LONDON -- UK new-car sales fell for the fifth month in a row in August, the longest run of declines since 2011, as uncertainty over Brexit and possible levies on diesel cars hit Europe's second-biggest market after Germany.
Registrations dropped 6.4 percent to 76,433 vehicles, according to the Society of Motor Manufacturers and Traders, with demand among businesses and private buyers both slumping.
Diesel registrations fell by 21 percent, while gasoline sales rose 3.8 percent in a further sign that uncertainty over possible government-imposed penalties on the most polluting vehicles is putting off buyers. This gives diesel a 39.6 percent market share compared with 55.2 percent for gasoline.
Despite the fall in sales, SMMT CEO Mike Hawes said he expected demand to remain strong in September, which accounts for some 15 percent of annual sales, as it is one of only two occasions each year when a new license plate series is introduced to indicate the age of a vehicle.
"With the new 67-plate now available and a range of new models in showrooms, we anticipate the continuation of what are historically high levels of demand," Hawes said.
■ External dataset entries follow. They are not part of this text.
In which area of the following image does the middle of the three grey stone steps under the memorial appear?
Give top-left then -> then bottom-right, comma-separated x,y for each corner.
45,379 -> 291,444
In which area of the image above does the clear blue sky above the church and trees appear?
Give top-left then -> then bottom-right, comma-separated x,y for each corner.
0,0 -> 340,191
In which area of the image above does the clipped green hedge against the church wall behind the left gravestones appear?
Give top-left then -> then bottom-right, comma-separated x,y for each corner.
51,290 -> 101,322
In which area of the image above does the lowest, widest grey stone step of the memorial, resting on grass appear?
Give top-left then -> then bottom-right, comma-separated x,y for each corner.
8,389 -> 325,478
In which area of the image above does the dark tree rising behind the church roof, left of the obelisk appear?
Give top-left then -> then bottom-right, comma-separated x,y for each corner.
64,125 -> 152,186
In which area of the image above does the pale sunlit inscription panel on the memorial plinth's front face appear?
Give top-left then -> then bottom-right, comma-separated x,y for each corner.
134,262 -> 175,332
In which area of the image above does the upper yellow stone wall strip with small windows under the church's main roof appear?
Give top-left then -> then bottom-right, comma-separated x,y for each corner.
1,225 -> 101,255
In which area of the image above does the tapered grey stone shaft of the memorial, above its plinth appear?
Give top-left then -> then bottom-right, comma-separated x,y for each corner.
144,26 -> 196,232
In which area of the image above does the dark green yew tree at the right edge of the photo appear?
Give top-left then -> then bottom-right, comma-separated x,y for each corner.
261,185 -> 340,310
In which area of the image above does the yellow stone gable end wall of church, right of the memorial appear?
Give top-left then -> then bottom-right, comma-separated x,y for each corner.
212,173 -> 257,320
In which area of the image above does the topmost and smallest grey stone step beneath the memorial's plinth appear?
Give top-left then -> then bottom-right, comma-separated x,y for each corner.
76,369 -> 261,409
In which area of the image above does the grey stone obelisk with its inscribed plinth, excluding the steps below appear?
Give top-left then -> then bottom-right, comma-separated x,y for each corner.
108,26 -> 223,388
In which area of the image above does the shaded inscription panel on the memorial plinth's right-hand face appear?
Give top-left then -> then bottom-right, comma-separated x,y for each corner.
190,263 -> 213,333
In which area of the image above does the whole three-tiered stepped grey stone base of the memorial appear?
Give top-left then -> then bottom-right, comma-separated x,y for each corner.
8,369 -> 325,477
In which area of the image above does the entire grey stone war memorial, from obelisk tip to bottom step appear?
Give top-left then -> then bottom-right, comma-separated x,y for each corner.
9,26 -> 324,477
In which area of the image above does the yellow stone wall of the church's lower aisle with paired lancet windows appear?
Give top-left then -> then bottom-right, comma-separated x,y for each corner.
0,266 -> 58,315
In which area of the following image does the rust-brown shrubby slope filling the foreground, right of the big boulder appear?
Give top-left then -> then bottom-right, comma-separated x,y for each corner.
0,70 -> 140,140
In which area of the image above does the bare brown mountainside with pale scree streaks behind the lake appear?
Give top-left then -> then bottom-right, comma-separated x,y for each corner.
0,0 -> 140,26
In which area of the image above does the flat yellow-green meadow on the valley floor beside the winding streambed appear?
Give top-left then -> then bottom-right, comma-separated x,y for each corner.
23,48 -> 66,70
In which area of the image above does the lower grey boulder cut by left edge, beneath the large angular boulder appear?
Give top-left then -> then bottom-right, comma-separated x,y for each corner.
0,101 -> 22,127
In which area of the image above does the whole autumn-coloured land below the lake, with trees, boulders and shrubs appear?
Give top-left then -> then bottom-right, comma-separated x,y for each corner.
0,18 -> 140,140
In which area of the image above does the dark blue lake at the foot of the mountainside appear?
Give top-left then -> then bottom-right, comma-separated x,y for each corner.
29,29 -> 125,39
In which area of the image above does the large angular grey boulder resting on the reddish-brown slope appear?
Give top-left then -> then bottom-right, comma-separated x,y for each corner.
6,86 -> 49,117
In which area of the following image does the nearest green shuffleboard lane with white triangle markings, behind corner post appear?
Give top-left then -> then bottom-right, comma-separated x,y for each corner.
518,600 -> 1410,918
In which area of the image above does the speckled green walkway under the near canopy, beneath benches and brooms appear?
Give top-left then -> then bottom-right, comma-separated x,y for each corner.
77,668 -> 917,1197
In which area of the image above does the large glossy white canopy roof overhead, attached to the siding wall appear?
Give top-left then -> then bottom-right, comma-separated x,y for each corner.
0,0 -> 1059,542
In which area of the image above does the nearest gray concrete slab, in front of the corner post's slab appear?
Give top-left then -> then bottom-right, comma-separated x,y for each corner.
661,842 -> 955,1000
Several carmakers, representing around three-quarters of the market, have launched trade-in and scrappage schemes in recent weeks which should also help to support the September selling month.
Ford falls, VW gains
UK market leader Ford saw registrations fall by 21 percent in August, while sales at second-placed Volkswagen brand grew 22 percent. Third-placed Vauxhall's volume slipped 22 percent, while sales at No. 4 Audi grew 1.7 percent. Mercedes-Benz completed the top five with a rise of 1.8 percent.
• View sales by brand for August and eight months by clicking here.
Through August, total market sales fell 2.4 percent to 1.64 million. The SMMT expects full-year UK registrations to end the year down nearly 4 percent at 2.59 million units from 2.69 million in 2016, which was a record high.
The UK's drop in sales was in contrast to rises in other key European markets last month. Registrations in Germany rose 3.5 percent, while French sales were up 9.4 percent. In Italy, sales jumped by 16 percent and in Spain registrations rose 13 percent.